Saturday, August 8, 2009
Today we made a trip to Tennessee for our family vacation. We are sitting at the Radisson Inn in Nashville, and plan to spend a few days here. We will probably visit the zoo, and the Grand Ole Opry. Tuesday we leave for Townsend, TN where we rented a cabin near the Smoky Mountains. I hope the insect activity at the cabin is good. I plan to take lots of pictures, and post some Tennessee Insects soon.
Tonight as the family watches some crazy comedy show on HBO, I decided to take the time to post about some very large beetles that I found in a hollow, rotting stump in our backyard. I literally tore that stump apart to see what was residing inside it. My husband said he wished he had the camera to get a picture of me. I apparently looked like a crazed woodpecker on crack as the wood flew in all directions in my quest to see what was residing in what was sure to prove to be the ultimate critter hotel. I was excited to find some very large beetles, called Bess Beetles.

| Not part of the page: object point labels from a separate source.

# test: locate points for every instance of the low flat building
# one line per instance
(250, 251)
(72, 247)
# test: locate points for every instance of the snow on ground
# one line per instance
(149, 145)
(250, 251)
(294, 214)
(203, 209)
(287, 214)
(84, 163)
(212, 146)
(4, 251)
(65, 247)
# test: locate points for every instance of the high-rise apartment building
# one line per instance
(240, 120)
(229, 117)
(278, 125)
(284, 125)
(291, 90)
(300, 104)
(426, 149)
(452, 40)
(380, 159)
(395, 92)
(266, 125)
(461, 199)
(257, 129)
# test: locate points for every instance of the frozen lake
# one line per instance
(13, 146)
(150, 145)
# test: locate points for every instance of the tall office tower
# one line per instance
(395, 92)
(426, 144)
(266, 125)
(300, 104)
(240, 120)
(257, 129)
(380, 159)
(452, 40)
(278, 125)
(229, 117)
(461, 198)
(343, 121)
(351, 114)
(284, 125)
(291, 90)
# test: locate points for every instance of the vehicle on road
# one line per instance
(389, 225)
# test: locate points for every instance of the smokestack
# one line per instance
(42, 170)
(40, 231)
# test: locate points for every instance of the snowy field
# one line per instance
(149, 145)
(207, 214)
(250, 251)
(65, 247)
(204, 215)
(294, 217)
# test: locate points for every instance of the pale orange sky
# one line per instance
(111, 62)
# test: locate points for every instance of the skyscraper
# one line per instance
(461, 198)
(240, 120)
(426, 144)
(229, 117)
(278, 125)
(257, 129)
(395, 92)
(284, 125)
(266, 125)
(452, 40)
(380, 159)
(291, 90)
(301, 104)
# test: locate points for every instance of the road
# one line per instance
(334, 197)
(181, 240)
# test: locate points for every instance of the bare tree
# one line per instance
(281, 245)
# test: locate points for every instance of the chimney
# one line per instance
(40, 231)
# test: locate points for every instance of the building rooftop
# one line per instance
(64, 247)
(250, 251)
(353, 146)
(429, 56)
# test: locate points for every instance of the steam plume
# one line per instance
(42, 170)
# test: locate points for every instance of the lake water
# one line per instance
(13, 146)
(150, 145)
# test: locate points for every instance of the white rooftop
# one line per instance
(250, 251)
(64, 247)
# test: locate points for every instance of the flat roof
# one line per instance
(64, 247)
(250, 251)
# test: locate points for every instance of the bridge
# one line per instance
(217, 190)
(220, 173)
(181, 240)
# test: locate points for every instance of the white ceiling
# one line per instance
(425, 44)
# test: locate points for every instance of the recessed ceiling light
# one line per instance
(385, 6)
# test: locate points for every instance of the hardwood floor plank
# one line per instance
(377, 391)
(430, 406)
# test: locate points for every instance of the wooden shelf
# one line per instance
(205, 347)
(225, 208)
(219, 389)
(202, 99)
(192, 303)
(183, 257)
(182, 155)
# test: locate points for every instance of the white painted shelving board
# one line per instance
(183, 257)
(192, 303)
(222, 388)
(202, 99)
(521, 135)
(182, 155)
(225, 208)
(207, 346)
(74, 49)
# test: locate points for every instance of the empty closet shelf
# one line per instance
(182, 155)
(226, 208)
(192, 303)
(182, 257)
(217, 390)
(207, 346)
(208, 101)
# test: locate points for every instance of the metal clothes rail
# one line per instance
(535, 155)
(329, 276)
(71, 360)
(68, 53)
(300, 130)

This stump contained each life stage of this beetle.
1.) Bess Beetle Grub
2.) Bess Beetle Pupae
3.) Newly emerged Bess Beetle ( they are reddish in color when first hatched from the pupal cell, later turning black)
4.) Close-up of the face
5.) Fully matured adult
Bess Beetles (Odontotaenius disjunctus) are found from the Central United States and eastward. They go by many different common names including Peg Beetle, Betsy Beetle, Bess Bug, Patent Leather Beetle, and Horned Passalus. They grow quite large and with that horn on their face they can look very intimidating, but they are not known to bite. These beetles have a unique life cycle, the female will lay eggs within rotting stumps or other decaying wood. Both adults will care for the young larvae. They feed their offspring bits of chewed up wood. It takes up to one year for them to complete their life cycle to adulthood. It is not uncommon for the adults to consume injured larvae. Both adults and larva are capable of making squeaky noises through stridulation, by rubbing their abdomen against their wings. This is a form of communication between adults. If handled they will stridulate loudly. Look for them in or near deciduous woodland. Adults feed on decayed wood or fungus. Larvae feed on the chewed up bits of wood and fungus the adults give them. Both adults and larvae will also feed on their own fecal matter. This is done probably to insure they have the proper intestinal parasites that they need to digest cellulose from the wood fibers they consume. If you want to find these beetles look for a rotten stump or rotting logs and tear them apart, you are sure to find some as they are quite common. If not, well perhaps there will be something else even better.